Imaginaire regelgeving
IMAGINAIRE REGELGEVING
Onze rechtstaat staat bol van wetten en regels. Een vaak gemaakt onderscheid daarbij is dat er zogenoemde echte en symbolische wetten en regels zijn. Met symbolische wetten wordt dan bedoeld dat die wetten helemaal niet bedoeld zijn om daadwerkelijk in te voeren, laat staan ze te handhaven, maar hooguit de functie hebben om de samenleving het idee te geven dat een probleem wordt aangepakt, zonder dat dat ook echt gebeurt. Ik wil nog een derde categorie introduceren, namelijk imaginaire – of denkbeeldige – regelgeving. Wat ik daarmee bedoel zal ik duidelijk maken met een voorbeeld uit mijn arbeidsverleden.

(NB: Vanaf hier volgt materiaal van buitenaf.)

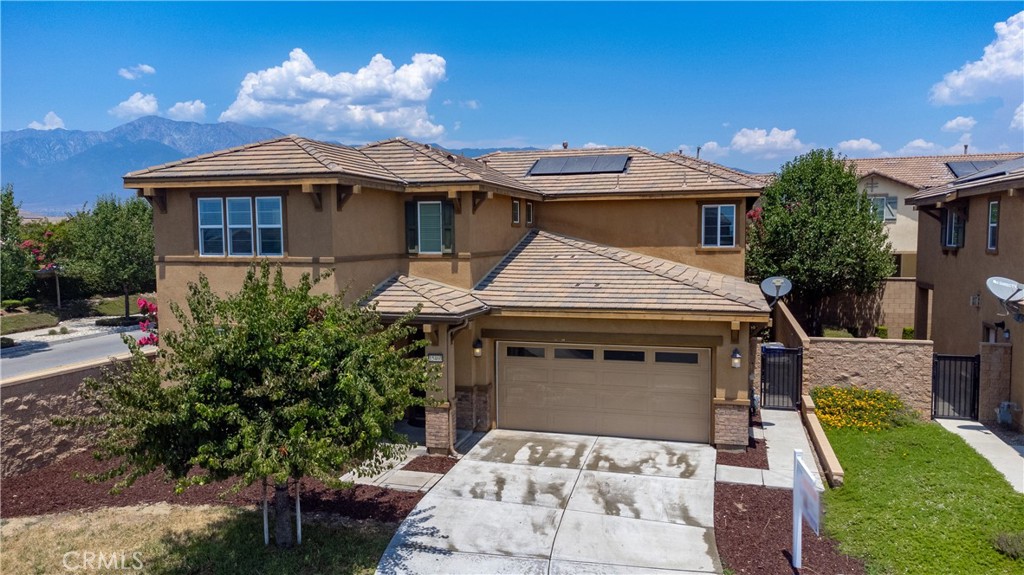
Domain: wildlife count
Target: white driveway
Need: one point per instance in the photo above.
(538, 502)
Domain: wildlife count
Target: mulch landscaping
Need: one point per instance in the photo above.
(754, 532)
(431, 463)
(55, 489)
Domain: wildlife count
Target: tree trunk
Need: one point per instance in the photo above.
(282, 517)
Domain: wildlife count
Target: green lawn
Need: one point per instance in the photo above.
(24, 321)
(919, 499)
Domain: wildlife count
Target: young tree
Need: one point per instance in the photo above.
(115, 247)
(814, 227)
(270, 383)
(15, 278)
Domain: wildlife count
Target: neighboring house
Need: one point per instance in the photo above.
(578, 291)
(973, 229)
(890, 181)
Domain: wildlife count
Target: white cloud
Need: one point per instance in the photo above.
(136, 72)
(998, 73)
(765, 144)
(859, 145)
(960, 124)
(187, 112)
(378, 97)
(50, 122)
(136, 105)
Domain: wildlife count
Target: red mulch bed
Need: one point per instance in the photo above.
(54, 489)
(754, 532)
(431, 463)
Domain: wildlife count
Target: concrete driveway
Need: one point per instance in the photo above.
(539, 502)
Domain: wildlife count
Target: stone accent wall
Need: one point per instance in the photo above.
(731, 425)
(994, 380)
(899, 366)
(440, 428)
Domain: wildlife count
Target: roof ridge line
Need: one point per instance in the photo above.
(653, 270)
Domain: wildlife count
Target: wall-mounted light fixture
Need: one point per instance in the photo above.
(736, 357)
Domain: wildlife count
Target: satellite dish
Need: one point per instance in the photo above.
(1006, 290)
(775, 288)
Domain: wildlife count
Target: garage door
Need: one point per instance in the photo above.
(644, 392)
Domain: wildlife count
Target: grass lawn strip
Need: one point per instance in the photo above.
(187, 539)
(919, 499)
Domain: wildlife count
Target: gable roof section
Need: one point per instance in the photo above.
(548, 271)
(397, 295)
(922, 171)
(285, 157)
(646, 174)
(421, 164)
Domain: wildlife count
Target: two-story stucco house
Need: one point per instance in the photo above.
(972, 229)
(580, 291)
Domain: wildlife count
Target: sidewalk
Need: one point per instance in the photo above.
(1006, 458)
(782, 433)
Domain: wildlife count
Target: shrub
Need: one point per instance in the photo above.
(859, 408)
(1010, 544)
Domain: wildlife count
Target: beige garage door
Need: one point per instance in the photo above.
(644, 392)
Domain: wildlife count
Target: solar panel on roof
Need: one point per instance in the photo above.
(565, 165)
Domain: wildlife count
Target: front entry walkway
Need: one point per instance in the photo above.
(537, 502)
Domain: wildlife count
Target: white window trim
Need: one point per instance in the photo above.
(229, 227)
(260, 226)
(220, 226)
(992, 242)
(718, 226)
(419, 226)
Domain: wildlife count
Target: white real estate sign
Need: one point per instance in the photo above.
(806, 503)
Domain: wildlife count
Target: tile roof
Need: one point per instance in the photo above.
(288, 156)
(399, 294)
(424, 164)
(552, 271)
(1012, 170)
(922, 171)
(646, 174)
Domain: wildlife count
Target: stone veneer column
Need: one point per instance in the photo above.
(731, 425)
(993, 385)
(440, 429)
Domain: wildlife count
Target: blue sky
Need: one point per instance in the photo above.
(754, 84)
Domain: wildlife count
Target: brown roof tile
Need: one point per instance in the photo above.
(552, 271)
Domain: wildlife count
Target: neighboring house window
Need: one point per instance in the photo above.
(993, 225)
(233, 234)
(718, 226)
(952, 229)
(429, 227)
(885, 207)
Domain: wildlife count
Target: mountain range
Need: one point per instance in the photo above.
(58, 171)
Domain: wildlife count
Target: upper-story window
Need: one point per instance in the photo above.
(429, 227)
(718, 227)
(993, 225)
(225, 226)
(952, 228)
(885, 207)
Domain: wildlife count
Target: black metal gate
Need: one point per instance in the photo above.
(954, 386)
(781, 377)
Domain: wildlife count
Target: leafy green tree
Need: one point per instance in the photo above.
(114, 247)
(815, 227)
(15, 277)
(272, 383)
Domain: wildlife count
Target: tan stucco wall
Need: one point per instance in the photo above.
(664, 228)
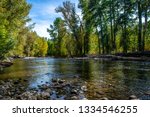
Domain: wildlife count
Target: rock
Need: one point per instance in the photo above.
(48, 90)
(84, 99)
(44, 87)
(54, 80)
(74, 98)
(74, 92)
(133, 97)
(75, 76)
(61, 81)
(25, 80)
(84, 88)
(147, 93)
(1, 97)
(104, 98)
(2, 82)
(45, 95)
(6, 64)
(16, 82)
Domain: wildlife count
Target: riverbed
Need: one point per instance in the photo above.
(103, 78)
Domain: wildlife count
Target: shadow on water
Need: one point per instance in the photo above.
(103, 78)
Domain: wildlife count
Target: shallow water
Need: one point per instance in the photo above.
(103, 78)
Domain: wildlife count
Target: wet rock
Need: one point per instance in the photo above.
(16, 82)
(147, 93)
(1, 96)
(84, 99)
(74, 98)
(2, 82)
(61, 81)
(48, 90)
(54, 80)
(75, 76)
(84, 88)
(44, 87)
(25, 80)
(28, 96)
(104, 98)
(74, 92)
(45, 95)
(133, 97)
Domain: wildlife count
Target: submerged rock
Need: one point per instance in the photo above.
(84, 88)
(74, 98)
(147, 93)
(133, 97)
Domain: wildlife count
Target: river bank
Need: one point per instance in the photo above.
(57, 90)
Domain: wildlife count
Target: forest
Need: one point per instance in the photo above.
(105, 27)
(95, 50)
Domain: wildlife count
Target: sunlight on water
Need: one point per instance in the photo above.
(103, 78)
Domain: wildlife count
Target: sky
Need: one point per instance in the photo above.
(43, 14)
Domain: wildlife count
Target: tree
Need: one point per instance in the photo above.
(73, 22)
(13, 16)
(57, 31)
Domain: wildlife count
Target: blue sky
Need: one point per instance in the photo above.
(43, 14)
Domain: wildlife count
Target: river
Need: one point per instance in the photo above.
(103, 78)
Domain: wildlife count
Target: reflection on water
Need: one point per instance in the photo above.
(103, 78)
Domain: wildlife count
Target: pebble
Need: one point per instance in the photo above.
(133, 97)
(84, 88)
(74, 98)
(74, 92)
(147, 93)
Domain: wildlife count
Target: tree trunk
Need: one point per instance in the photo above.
(144, 29)
(139, 27)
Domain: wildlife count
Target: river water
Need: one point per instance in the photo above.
(103, 78)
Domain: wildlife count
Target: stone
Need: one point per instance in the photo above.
(147, 93)
(74, 92)
(25, 80)
(75, 76)
(45, 95)
(48, 90)
(54, 80)
(61, 81)
(84, 88)
(104, 98)
(74, 98)
(133, 97)
(44, 87)
(2, 82)
(1, 96)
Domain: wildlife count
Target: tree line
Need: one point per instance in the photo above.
(16, 38)
(105, 27)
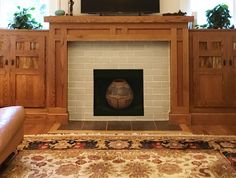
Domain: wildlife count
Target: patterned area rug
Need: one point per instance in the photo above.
(136, 155)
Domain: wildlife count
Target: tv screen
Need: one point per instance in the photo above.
(120, 6)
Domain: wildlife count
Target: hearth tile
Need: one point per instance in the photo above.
(94, 125)
(72, 125)
(119, 125)
(143, 125)
(166, 125)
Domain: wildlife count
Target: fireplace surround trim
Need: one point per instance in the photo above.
(120, 28)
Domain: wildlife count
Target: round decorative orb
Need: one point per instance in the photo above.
(119, 94)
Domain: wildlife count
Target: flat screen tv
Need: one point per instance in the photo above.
(120, 6)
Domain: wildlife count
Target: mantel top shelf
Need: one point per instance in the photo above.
(118, 19)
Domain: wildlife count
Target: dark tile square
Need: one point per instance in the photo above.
(143, 125)
(72, 125)
(166, 125)
(119, 125)
(94, 125)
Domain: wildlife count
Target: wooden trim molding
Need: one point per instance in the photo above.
(173, 29)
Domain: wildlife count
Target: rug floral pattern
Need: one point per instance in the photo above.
(134, 156)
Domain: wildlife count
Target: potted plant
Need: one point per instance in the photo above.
(217, 18)
(23, 19)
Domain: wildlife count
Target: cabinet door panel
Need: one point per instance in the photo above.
(29, 71)
(231, 74)
(210, 91)
(5, 89)
(29, 90)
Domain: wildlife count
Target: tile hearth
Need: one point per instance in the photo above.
(121, 125)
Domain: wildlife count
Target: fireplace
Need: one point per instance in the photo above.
(118, 92)
(64, 30)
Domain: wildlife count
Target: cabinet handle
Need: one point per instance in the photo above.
(224, 62)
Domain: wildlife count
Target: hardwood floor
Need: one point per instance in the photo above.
(31, 128)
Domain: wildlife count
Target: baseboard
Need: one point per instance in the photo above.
(213, 118)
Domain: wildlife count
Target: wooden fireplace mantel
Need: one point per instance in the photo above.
(173, 29)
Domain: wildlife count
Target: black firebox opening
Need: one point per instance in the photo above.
(103, 78)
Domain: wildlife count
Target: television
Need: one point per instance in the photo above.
(120, 6)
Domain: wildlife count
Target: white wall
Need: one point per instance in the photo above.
(166, 6)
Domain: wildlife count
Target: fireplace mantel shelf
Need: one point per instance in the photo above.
(119, 19)
(173, 29)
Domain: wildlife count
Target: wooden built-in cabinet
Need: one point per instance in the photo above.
(213, 73)
(22, 68)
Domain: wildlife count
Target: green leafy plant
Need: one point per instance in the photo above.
(23, 19)
(218, 18)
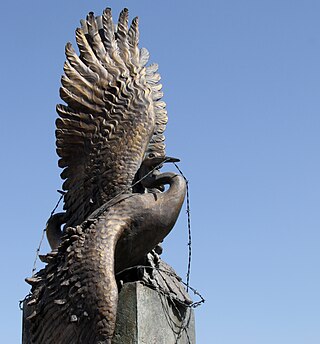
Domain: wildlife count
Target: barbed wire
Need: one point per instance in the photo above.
(189, 227)
(171, 274)
(43, 232)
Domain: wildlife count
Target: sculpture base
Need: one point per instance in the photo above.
(145, 316)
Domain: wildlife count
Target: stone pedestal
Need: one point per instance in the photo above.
(145, 316)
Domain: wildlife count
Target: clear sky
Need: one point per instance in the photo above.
(242, 85)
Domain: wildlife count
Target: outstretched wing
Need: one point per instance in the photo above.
(113, 117)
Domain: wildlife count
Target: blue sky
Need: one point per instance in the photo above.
(242, 86)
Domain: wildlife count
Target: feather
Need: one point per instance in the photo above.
(113, 113)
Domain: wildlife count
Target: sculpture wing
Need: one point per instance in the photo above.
(113, 117)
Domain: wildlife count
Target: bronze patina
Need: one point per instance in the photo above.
(110, 141)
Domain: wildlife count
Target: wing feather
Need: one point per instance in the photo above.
(113, 115)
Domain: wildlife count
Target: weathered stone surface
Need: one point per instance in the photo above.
(147, 317)
(144, 317)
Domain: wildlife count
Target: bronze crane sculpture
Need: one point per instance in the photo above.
(111, 145)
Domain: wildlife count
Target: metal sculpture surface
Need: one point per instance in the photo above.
(111, 145)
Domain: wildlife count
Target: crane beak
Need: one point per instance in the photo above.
(171, 159)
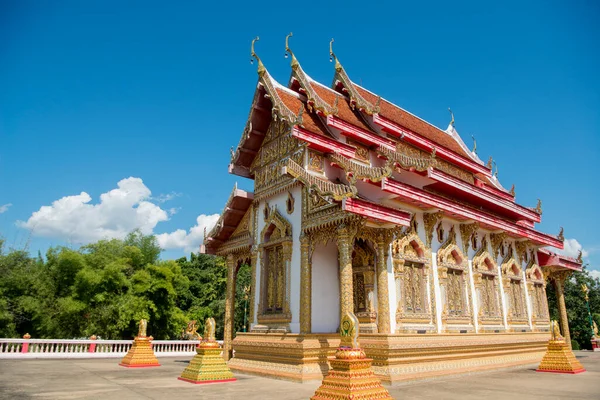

De anekdote speelt af in het midden van de jaren 80 van de vorige eeuw. De directiezetel van de directeur van de gemeentelijke gezondheidsdienst van Haarlem was vacant en het gemeentebestuur benaderde mij om die directiefunctie in te vullen. B&W waren van oordeel dat de dienst een manager nodig had. Een belangrijk deel van de opdracht was om de blik van de dienst meer te richten op de gemeente en minder op de inspectie voor de volksgezondheid. Het was immers een gemeentelijke dienst.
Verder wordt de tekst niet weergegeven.